The Telegraph has distributed authoritative news for over 160 years. They were the first newspaper in Britain to produce an online website (the “Electronic Telegraph”), and, in 2017, they became the top quality UK news brand with over 25 million unique visitors. Today, they’re an award-winning multimedia outlet brand with 1,200+ employees managing print and online editorials on sports, business, finance, travel, and more.
With a large reader base, and ambitious acquisition growth plans, David Humber, Telegraph’s Head of Conversion, has no small task. A large part of his role involves converting anonymous visitors into engaged readers — and then subscription trialists. All within an era where studies indicate the UK’s trust in media is declining year-over-year.
Yet, David is:
- Drawing meaningful analyses out of large quantities of data
- Testing and implementing design changes in days, not weeks
- Recommending high-stakes tests with confidence and
- Boosting subscriptions toward an ambitious company goal
Here’s how we’ve helped David and his team set new benchmarks for subscriber growth, despite being in one of the most challenging markets in recent history.
Chasing a North Star Metric
The Telegraph has an ambitious goal to increase readership. “We have a set business goal to deliver a million subscribers by 2023,” David said, “and the whole business is focused on that.” To hit this north star metric, David and his team need to take inbound traffic on The Telegraph’s site and convert more of those visitors to subscribers.

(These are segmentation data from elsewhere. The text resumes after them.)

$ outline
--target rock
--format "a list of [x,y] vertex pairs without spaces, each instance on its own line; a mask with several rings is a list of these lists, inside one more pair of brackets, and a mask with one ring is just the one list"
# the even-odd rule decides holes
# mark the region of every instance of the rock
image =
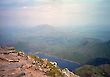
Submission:
[[64,75],[64,77],[79,77],[74,73],[70,72],[67,68],[62,70],[62,74]]

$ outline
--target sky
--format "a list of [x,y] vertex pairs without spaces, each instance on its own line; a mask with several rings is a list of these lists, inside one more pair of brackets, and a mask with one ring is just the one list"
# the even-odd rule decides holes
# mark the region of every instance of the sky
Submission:
[[110,26],[110,0],[0,0],[0,26]]

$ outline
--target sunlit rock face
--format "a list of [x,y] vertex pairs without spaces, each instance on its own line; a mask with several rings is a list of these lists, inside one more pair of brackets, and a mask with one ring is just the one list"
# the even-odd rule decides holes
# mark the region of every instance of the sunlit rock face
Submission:
[[26,55],[14,47],[0,47],[0,77],[79,77],[56,62]]

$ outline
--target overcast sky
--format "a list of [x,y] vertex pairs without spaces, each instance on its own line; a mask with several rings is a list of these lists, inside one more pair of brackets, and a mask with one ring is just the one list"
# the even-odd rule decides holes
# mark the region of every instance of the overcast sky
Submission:
[[110,25],[110,0],[0,0],[0,26]]

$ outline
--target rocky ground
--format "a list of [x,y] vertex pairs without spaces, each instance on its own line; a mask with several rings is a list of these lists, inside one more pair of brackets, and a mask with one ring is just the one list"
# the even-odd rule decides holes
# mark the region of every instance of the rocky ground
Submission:
[[0,47],[0,77],[79,77],[56,64],[25,55],[14,47]]

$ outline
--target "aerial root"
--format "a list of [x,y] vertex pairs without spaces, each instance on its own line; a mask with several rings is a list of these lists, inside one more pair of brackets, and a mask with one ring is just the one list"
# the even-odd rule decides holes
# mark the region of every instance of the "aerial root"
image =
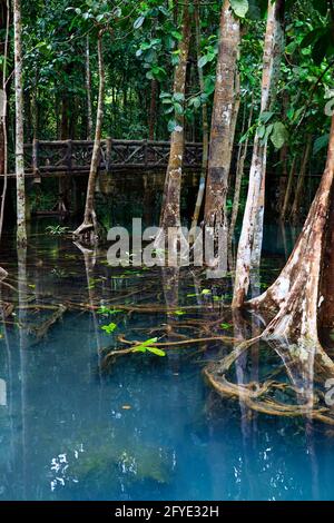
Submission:
[[[314,401],[312,404],[289,404],[282,403],[273,398],[275,391],[283,393],[297,394],[298,391],[292,384],[266,379],[263,383],[250,382],[247,384],[236,384],[230,382],[226,374],[238,357],[246,352],[256,342],[265,339],[264,333],[255,338],[240,343],[230,354],[223,358],[222,362],[210,364],[204,369],[204,375],[209,385],[223,397],[238,398],[249,409],[274,416],[298,417],[307,416],[312,420],[320,421],[330,425],[334,425],[334,417],[331,408],[325,406],[314,407],[320,403],[322,392],[313,392]],[[316,347],[315,367],[318,374],[333,376],[333,362],[325,354],[321,345]],[[314,379],[315,381],[315,379]]]
[[[125,356],[127,354],[134,354],[136,353],[136,347],[140,346],[143,342],[138,341],[129,341],[126,339],[124,336],[118,336],[118,341],[122,343],[124,345],[130,345],[129,348],[119,348],[116,351],[109,351],[109,348],[104,348],[101,349],[101,353],[106,354],[105,355],[105,362],[107,363],[110,358],[118,357],[118,356]],[[188,338],[188,339],[180,339],[178,342],[158,342],[158,343],[153,343],[153,345],[157,348],[164,348],[164,351],[177,351],[180,348],[188,348],[189,345],[200,345],[203,343],[208,343],[208,342],[224,342],[226,343],[235,343],[235,339],[229,337],[229,336],[210,336],[210,337],[203,337],[203,338]],[[138,353],[139,354],[139,353]]]

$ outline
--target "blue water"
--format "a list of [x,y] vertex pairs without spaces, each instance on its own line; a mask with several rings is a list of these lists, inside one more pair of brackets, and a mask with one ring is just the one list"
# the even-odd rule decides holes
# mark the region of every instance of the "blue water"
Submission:
[[[4,265],[16,287],[10,245]],[[186,317],[135,310],[107,318],[78,304],[164,304],[159,272],[111,269],[101,254],[88,285],[84,257],[70,241],[35,236],[26,283],[31,307],[1,327],[0,500],[334,499],[331,427],[252,414],[220,398],[202,372],[220,345],[168,351],[165,357],[126,355],[102,365],[102,349],[120,347],[119,335],[153,337],[157,326],[177,330]],[[229,285],[223,285],[226,299]],[[180,308],[194,299],[191,290],[191,278],[181,275]],[[1,292],[4,300],[13,293]],[[219,304],[205,299],[199,312],[185,316],[219,319]],[[52,313],[38,304],[66,303],[68,310],[46,337],[28,328]],[[110,322],[117,329],[107,335],[101,327]]]

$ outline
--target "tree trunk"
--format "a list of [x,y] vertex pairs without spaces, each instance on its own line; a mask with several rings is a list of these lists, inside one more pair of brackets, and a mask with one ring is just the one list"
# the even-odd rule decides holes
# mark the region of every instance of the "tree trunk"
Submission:
[[227,229],[226,195],[233,148],[234,103],[236,99],[236,67],[240,41],[239,20],[229,1],[222,8],[216,90],[213,107],[210,150],[204,221],[215,234]]
[[[253,109],[254,109],[254,103],[253,103],[253,98],[252,98],[247,129],[249,129],[252,126]],[[236,226],[236,221],[238,217],[240,189],[242,189],[242,181],[243,181],[243,176],[244,176],[245,160],[246,160],[246,156],[248,151],[248,142],[249,142],[249,138],[247,136],[244,144],[239,145],[237,167],[236,167],[236,177],[235,177],[234,199],[233,199],[233,207],[232,207],[232,217],[230,217],[230,225],[229,225],[229,231],[228,231],[229,244],[232,244],[234,230],[235,230],[235,226]]]
[[[1,55],[3,56],[2,62],[2,100],[0,100],[0,175],[3,175],[3,185],[1,194],[1,208],[0,208],[0,239],[2,236],[4,206],[8,188],[8,139],[7,139],[7,61],[8,61],[8,46],[9,46],[9,23],[10,23],[10,7],[9,0],[1,2],[1,22],[0,27],[4,30],[4,43],[1,43]],[[1,277],[1,274],[0,274]]]
[[[183,39],[179,42],[179,62],[175,68],[174,78],[174,95],[178,95],[180,103],[184,103],[186,92],[186,73],[187,61],[190,42],[190,17],[189,17],[189,1],[184,3],[183,13]],[[183,158],[184,158],[184,136],[185,136],[185,117],[175,114],[176,126],[170,137],[170,152],[167,167],[163,207],[160,215],[160,227],[166,230],[168,227],[180,226],[180,185],[183,172]],[[157,245],[160,244],[160,238],[156,239]]]
[[98,224],[95,213],[95,188],[97,182],[99,162],[100,162],[100,146],[104,122],[104,97],[105,97],[105,67],[104,67],[104,50],[102,50],[102,33],[98,36],[98,61],[99,61],[99,97],[98,109],[96,118],[95,141],[90,164],[90,172],[87,187],[86,207],[84,223],[78,227],[73,235],[75,237],[86,236],[88,233],[90,241],[95,243],[98,236]]
[[[268,18],[264,45],[261,114],[269,111],[276,96],[279,63],[284,42],[284,0],[268,2]],[[249,287],[250,267],[258,267],[263,240],[265,174],[267,144],[258,130],[254,139],[248,195],[238,245],[233,306],[244,303]]]
[[151,80],[150,83],[150,106],[149,106],[149,122],[148,122],[148,139],[155,139],[156,122],[157,122],[157,95],[158,95],[158,82],[156,79]]
[[23,85],[21,1],[13,0],[14,78],[16,78],[16,174],[17,174],[17,243],[27,245],[26,187],[23,154]]
[[[195,23],[196,23],[196,49],[197,49],[197,60],[200,59],[200,16],[199,16],[199,0],[195,2]],[[199,89],[200,92],[204,92],[204,73],[203,68],[198,67],[198,79],[199,79]],[[207,162],[208,162],[208,150],[209,150],[209,127],[208,127],[208,108],[207,102],[202,102],[202,126],[203,126],[203,157],[202,157],[202,172],[199,179],[198,194],[194,210],[194,216],[191,220],[191,229],[194,229],[198,224],[199,213],[203,205],[206,175],[207,175]]]
[[296,342],[301,352],[315,348],[328,368],[333,364],[320,346],[318,324],[333,325],[334,320],[333,177],[334,116],[326,168],[302,234],[276,282],[249,302],[252,307],[274,314],[263,337]]
[[293,188],[293,182],[294,182],[294,176],[295,176],[295,168],[296,168],[296,161],[297,161],[297,155],[293,157],[292,166],[288,172],[288,180],[287,180],[287,186],[285,190],[285,196],[284,196],[284,201],[283,201],[283,207],[281,211],[281,219],[285,219],[286,214],[287,214],[287,207],[288,203],[291,199],[291,194],[292,194],[292,188]]
[[86,93],[87,93],[87,140],[92,137],[92,107],[91,107],[91,75],[90,75],[90,50],[89,36],[86,40]]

This conversion is simple in concept but complex in execution. Here are some notable challenges The Telegraph team faces:
- Varied audiences mean no one-size-fits-all solution. The Telegraph draws a large UK and US reader base, plus audiences throughout the rest of the world. Readers are as varied in intent as they are in geography, too. “If someone comes through [search engine results], we know those users are probably going to be much cooler because they’ve seen a link somewhere,” David explained, “They might not even know who the Telegraph is.” Those “cool” readers may simply want access to a piece of content, compared to readers from social media, who are “warmed up” with brand context and may crave more engagement.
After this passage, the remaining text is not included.